Getting Ready for My 2025 Media Consumption Pages
Every year now I've been posting a look back at the books, TV, movies, and video games I consumed the previous year. I find it a rather interesting exercise looking back at what I've read, watched, and played and thinking about what I really enjoyed and what I might not have.
One of the more annoying parts of the posts is building out the components in the blog post markdown files. I've built a WebC component to render the content, but there's a lot of copying and pasting from my media repository to lay them all out.
It got me thinking though, my media repository has an API that I use to build my media pages for my site and even my reading log pages. Certainly I could do something similar.
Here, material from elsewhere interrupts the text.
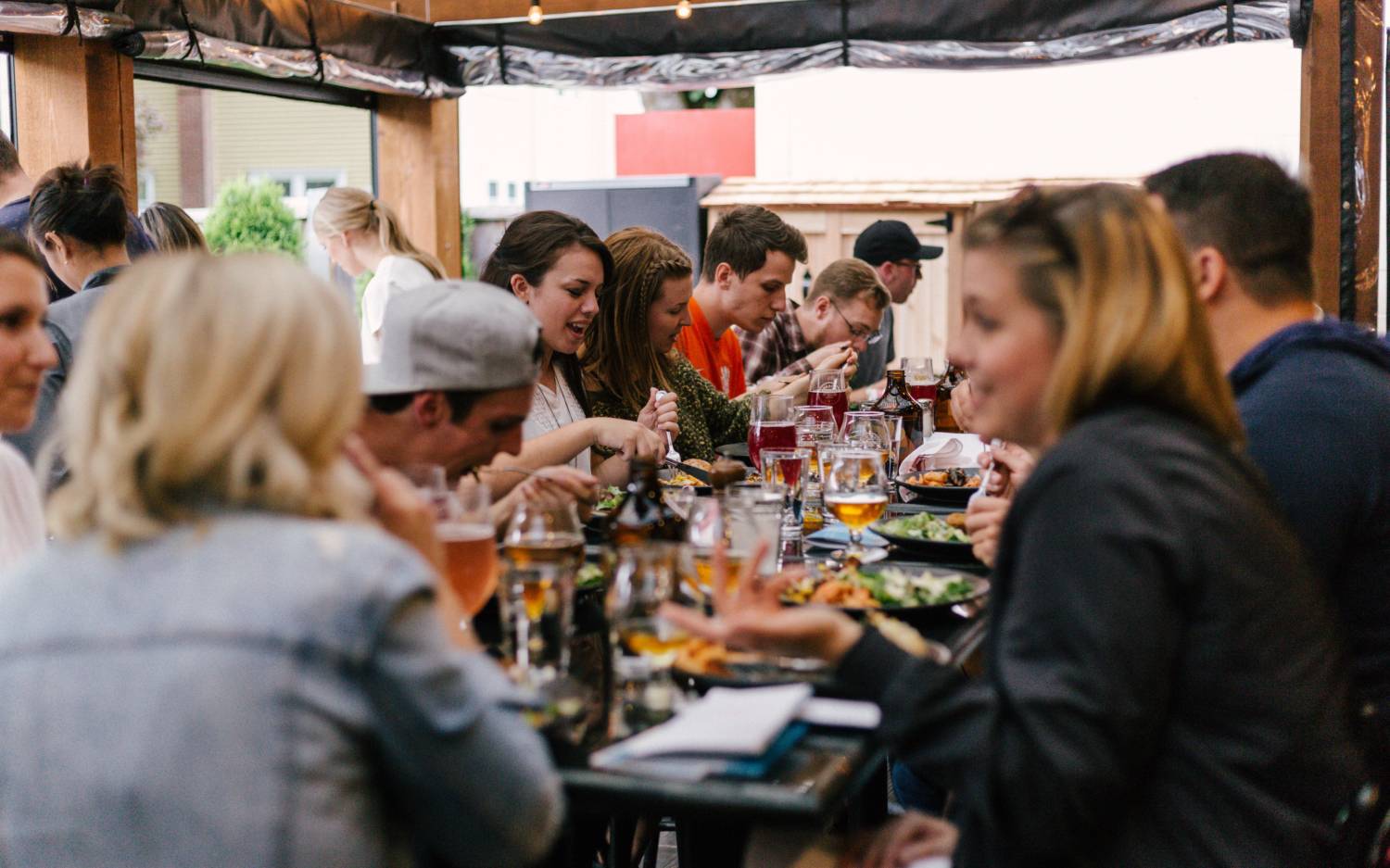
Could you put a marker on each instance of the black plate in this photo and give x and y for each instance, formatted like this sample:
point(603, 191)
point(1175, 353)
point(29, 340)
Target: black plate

I have a tool that I named site-content-generator. It's a small .NET console app that I use to generate the bones of my blog posts, notes, book notes, and a few other things. It speeds up the process of scaffolding all the front matter I'd like for my posts.
I'm currently in the process of adding more options to it to handle scaffolding the yearly posts. The endpoints already exist to pull in the books, TV and other media to lay out the bare bones of the pages. I could then go in and make the final tweaks. I started working on it the other night and have the book generation mostly taken care of. Movies and video games won't be too bad now that I have the basic framework taken care of.
TV will be a challenge though as there's no date I can really work off of. Since TV goes from watching to on pause back to watching as seasons end and start, I'm not sure there's anything I can necessarily grab onto in the data. With books, movies, & video games, I have a date watched or date finished I can use to group the media into 2025. Maybe it's an improvement I can make to my media repository, but it doesn't exactly help me now.
Either way, it'll be nice to have a tool to help me get the posts started and trim some time off the tedious work. Automate things when you can.